If both temp(init) and Tref are specified, then the Temp(init) will be used instead of Tref on the property cards. I have used the Temp(init) card before and I can confirm this behavior.

The increased Gij and NSM on the Mat cards is likely because the panels are sizing up in HyperSizer. HyperSizer will then export the ABD stiffness terms for the stiffened panel to the MAT2 cards that are referenced in the PSHELL card. See: http://hypersizer.com/help_7.0/#FE-Update/update-stiffened_panel_export.php%3FTocPath%3DFEM%2520Interface%7CUpdating%2520the%2520Model%7C_____3

Can you confirm the Gij values in the .pm1 file are the same ABD values represented in the sizing form > properties tab?

Can you look at the input loads from your cases where deltaT = 800-300. I think the thermal loads are probably really high which is causing the panels to size up in HyperSizer.

[ULBsha]

Dear James,

Thanks for your help.

Actually, the Gij values in the .pm1 file are the same ABD values represented in the sizing form. However, I noticed that some of my components show Invalid Geometry for the MOS (I have one single component in a group, to fully optimise the structure). I know what this means, but I don't understand why it happens when my deltaT goes from '600-300' to '800-300'...

Indeed, I am using the Object Model ability, so I have some scripts written in Matlab that update the variable bounds automatically after each set of X iterations between HyperSizer and Nastran (HyperFEA). So, the process is the same, but apparently it doesn't work correctly with high applied temperatures...
I also get this issue when I try to size the AP1 (given as tutorial) with a applied uniform thermal load of 1000K ! Please note that I get a vehicle mass of less than 5 tonnes if we apply a 750K load, with positive MOSs, but it increases to 32tonnes if it's 1000K, with some Invalid Geometries...

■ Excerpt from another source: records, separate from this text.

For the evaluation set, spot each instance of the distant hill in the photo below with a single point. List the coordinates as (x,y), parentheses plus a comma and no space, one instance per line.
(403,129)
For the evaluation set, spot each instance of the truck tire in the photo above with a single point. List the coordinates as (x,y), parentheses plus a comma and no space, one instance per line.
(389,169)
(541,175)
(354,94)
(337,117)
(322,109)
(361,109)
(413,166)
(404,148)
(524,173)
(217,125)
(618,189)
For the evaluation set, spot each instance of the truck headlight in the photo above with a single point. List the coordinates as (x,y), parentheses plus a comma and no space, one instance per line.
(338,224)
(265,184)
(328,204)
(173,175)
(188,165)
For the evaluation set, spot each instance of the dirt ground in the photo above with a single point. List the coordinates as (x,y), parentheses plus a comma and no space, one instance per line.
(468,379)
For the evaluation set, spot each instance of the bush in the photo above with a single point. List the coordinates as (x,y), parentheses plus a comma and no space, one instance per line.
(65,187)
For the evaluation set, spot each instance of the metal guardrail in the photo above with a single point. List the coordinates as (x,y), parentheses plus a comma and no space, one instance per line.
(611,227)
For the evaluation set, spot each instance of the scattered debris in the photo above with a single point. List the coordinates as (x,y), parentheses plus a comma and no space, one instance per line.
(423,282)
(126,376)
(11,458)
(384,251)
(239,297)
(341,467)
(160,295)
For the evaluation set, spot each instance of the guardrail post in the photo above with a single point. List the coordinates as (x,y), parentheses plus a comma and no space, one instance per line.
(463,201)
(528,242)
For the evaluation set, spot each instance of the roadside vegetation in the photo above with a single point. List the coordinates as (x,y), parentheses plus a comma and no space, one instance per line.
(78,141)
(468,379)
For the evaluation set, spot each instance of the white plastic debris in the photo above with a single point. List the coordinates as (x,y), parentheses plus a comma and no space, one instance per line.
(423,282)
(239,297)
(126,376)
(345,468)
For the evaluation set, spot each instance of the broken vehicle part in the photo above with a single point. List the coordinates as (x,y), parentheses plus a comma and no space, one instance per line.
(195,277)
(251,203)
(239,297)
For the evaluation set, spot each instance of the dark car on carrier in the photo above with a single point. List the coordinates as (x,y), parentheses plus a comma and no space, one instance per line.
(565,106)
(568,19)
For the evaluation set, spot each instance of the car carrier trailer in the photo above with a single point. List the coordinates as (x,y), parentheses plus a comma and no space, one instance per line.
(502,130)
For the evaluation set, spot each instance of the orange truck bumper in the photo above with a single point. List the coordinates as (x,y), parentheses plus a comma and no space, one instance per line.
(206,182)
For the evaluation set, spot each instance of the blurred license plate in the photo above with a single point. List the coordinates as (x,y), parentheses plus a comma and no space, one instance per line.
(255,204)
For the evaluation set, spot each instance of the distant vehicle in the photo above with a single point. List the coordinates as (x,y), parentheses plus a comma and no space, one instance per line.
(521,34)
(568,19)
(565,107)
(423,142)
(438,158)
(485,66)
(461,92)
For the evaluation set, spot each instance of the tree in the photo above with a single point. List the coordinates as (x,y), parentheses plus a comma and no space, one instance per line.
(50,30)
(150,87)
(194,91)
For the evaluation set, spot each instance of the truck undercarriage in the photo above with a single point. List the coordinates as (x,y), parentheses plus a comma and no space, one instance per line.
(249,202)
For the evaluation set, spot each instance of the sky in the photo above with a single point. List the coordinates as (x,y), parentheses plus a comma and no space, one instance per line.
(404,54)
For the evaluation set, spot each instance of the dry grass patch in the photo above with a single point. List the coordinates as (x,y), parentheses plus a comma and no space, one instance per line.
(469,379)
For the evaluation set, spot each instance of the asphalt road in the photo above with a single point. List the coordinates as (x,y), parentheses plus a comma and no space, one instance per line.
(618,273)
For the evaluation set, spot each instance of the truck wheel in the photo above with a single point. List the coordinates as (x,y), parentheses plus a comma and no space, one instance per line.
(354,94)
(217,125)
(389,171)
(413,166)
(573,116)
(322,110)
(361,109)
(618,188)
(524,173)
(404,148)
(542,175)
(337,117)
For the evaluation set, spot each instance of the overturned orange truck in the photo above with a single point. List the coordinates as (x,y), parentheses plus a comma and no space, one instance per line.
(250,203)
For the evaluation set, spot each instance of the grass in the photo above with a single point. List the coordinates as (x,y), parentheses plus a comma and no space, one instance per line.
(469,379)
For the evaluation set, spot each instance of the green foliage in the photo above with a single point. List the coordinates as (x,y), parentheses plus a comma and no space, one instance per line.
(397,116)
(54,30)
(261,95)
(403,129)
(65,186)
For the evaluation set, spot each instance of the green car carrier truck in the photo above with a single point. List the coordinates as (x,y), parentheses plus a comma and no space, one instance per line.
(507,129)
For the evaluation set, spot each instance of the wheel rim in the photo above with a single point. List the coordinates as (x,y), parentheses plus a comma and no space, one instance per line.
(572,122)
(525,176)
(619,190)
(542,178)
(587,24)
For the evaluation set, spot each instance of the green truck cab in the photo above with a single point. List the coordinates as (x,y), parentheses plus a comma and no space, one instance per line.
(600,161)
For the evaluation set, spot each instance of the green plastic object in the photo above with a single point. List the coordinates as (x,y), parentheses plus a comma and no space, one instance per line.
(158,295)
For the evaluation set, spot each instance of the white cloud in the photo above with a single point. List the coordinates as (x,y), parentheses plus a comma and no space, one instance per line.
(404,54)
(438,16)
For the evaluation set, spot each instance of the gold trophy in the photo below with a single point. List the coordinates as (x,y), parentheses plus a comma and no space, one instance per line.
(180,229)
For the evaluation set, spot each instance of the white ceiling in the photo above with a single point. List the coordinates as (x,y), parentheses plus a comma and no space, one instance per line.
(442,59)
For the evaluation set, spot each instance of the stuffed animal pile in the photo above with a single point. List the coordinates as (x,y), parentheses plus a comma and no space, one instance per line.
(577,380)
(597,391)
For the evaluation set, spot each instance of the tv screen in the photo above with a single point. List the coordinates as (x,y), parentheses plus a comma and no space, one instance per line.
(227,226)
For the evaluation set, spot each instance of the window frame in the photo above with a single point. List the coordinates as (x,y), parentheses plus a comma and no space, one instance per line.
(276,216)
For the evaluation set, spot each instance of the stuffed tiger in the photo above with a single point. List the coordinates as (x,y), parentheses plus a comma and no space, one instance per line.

Regarding the input load, I don't really understand what you mean. If you mean the forces in different elements shown in my *_i.f06 file, it's quite difficult to compare the different cases... but when I compare element by element for both cases, it seems that the forces for the deltaT=800-300 are higher than those for deltaT=600-300... (some times 1 or 2 orders of magnitude higher)...

Do you have any solution... ?

Thanks again.

[James]

It sounds like your components are oversizing. Oversizing occurs when HyperSizer can't find a solution that fits within your sizing bounds so it returns the heaviest solution. The geometric checks are a pass/fail check. The "INVLD GEOM" is treated as a negative margin. What happens when you turn off the geometry checks and resize the  case with deltaT=800-300?

The element forces for the thermal case can be viewed in the HyperSizer graphics window. What is the magnitude of the element forces for the thermal case?